Parliamo di Paul Young, Sarah Jane Morris, Alan Sorrenti, Walter Nudo, Nadia Bengala, Carboidrati di “Amici”, Dr. Felix dal Chiambretti Night, Jo Squillo, Milk and Coffee, Daiano l’autore delle più belle canzoni d’amore (“sei bellissima” di Loredana Bertè, “per un pugno di sabbia” dei Nomadi e tante altre), Tudor Turcu vincitore di X-Factor Romania e Roberto Onofri, il conduttore di Rai uno, e tanto per non farsi mancare nulla addirittura tre artisti marchigiani partecipanti alla nota kermesse si sono aggiudicati 3 “Awards”: parliamo di Andrea Belfiori di Ancona, Federica Ebiuwa Russo di Civitanova Marche e gli Alta Tensione di Pesaro. 

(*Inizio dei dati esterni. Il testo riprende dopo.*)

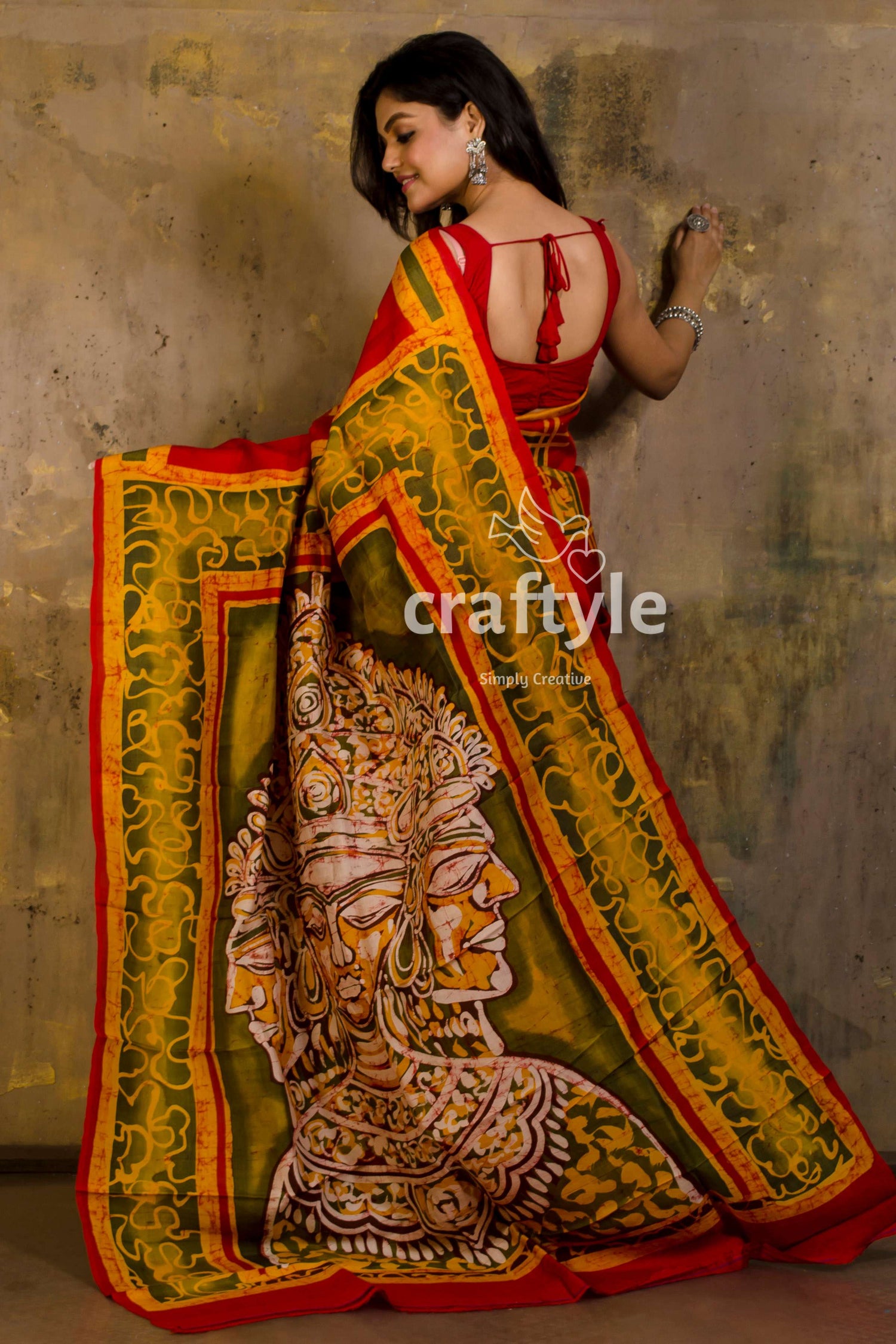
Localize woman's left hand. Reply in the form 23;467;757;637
671;200;725;293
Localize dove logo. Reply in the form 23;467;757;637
404;487;666;649
489;485;607;584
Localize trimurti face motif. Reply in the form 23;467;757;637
227;582;705;1274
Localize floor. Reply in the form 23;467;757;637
0;1176;896;1344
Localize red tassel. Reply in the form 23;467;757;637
536;234;570;364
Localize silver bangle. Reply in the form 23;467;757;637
653;304;702;349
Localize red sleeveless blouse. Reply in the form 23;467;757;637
442;218;619;415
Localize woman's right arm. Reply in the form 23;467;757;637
603;202;724;401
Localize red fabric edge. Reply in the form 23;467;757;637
380;1256;587;1312
168;430;318;476
579;1232;750;1297
75;458;112;1296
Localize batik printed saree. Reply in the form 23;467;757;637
78;226;896;1331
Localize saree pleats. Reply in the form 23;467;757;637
78;226;896;1331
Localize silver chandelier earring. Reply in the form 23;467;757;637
466;136;489;187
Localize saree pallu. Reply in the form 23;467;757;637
78;226;896;1332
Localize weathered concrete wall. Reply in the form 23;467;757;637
0;0;896;1148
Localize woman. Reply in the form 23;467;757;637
79;32;896;1331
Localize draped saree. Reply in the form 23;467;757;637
78;226;896;1332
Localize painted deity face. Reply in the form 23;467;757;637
298;817;404;1027
376;90;482;214
421;781;520;1003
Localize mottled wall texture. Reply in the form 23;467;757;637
0;0;896;1149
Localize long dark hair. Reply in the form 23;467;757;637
352;32;567;238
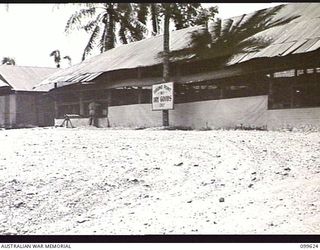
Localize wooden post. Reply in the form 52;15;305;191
162;3;171;126
79;92;84;116
54;100;58;119
219;85;224;99
290;69;298;108
137;87;142;104
268;72;273;109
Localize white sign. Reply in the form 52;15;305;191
152;82;174;110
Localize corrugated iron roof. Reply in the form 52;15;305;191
0;65;57;91
36;3;320;90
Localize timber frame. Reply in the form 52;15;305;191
48;50;320;118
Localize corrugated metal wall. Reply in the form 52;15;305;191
0;94;16;128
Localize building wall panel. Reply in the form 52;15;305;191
0;95;16;128
267;107;320;130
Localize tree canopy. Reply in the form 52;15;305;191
1;57;16;65
65;3;217;60
170;5;297;68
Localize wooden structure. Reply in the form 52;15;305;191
36;3;320;128
0;65;56;128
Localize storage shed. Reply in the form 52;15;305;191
0;65;57;128
35;3;320;129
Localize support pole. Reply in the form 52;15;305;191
162;3;170;126
268;72;273;109
79;92;84;116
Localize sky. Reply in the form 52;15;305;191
0;3;282;68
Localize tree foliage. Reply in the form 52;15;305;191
1;57;16;65
50;50;61;68
65;3;217;60
170;5;297;65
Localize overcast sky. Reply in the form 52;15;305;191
0;3;282;67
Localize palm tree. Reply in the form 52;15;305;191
65;3;145;60
63;56;72;66
160;3;217;126
135;3;218;35
170;5;298;66
50;50;61;68
1;57;16;65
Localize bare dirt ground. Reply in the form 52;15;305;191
0;128;320;235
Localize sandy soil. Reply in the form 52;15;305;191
0;128;320;234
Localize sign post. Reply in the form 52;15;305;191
152;82;174;126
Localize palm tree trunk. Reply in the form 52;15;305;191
105;3;115;51
162;4;170;126
151;3;159;34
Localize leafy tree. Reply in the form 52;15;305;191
170;5;297;65
63;56;72;66
160;3;217;126
50;50;61;68
65;3;145;60
65;3;216;60
1;57;16;65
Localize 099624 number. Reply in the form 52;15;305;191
300;244;318;249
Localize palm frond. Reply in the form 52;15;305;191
82;25;100;61
64;7;96;33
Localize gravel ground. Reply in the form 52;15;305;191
0;128;320;235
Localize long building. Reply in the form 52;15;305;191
35;3;320;129
0;65;57;128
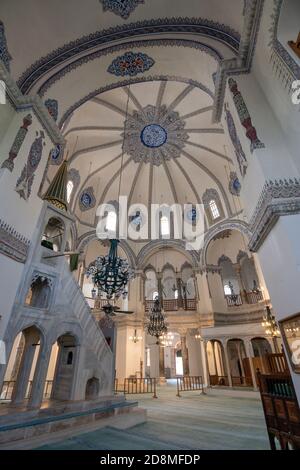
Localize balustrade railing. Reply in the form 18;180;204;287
231;375;253;387
225;291;264;307
245;291;264;304
225;294;243;307
0;380;53;401
177;375;205;397
124;377;157;398
145;299;197;312
209;375;229;387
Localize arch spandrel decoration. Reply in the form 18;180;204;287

Gli Artigiani dalla Marche cha hanno partecipato fanno parte dell’Associazione EGAM  e sono: “Emiliano Bengasi” per gli abiti da cerimonia, “Buschi Sartoria” per gli abiti da uomo, Calzaturificio “Risorse Future”, “Gissy” di Paoletti Mariano per le scarpe da cerimonia, “Lancio” calzaturificio per e scarpe da uomo,  “Attilio Sorbatti” per i cappelli e “Gironacci” per le borse, mentre per quanto riguarda il Food i protagonisti sono stati “Buratti” per il catering, le cantine “Rio Maggio” per i vini e “Sebastiani” per gli Hamburger di carne marchigiana. Insomma l’eccellenza marchigiana incontra l’eccellenza francese e si crea un legame indissolubile.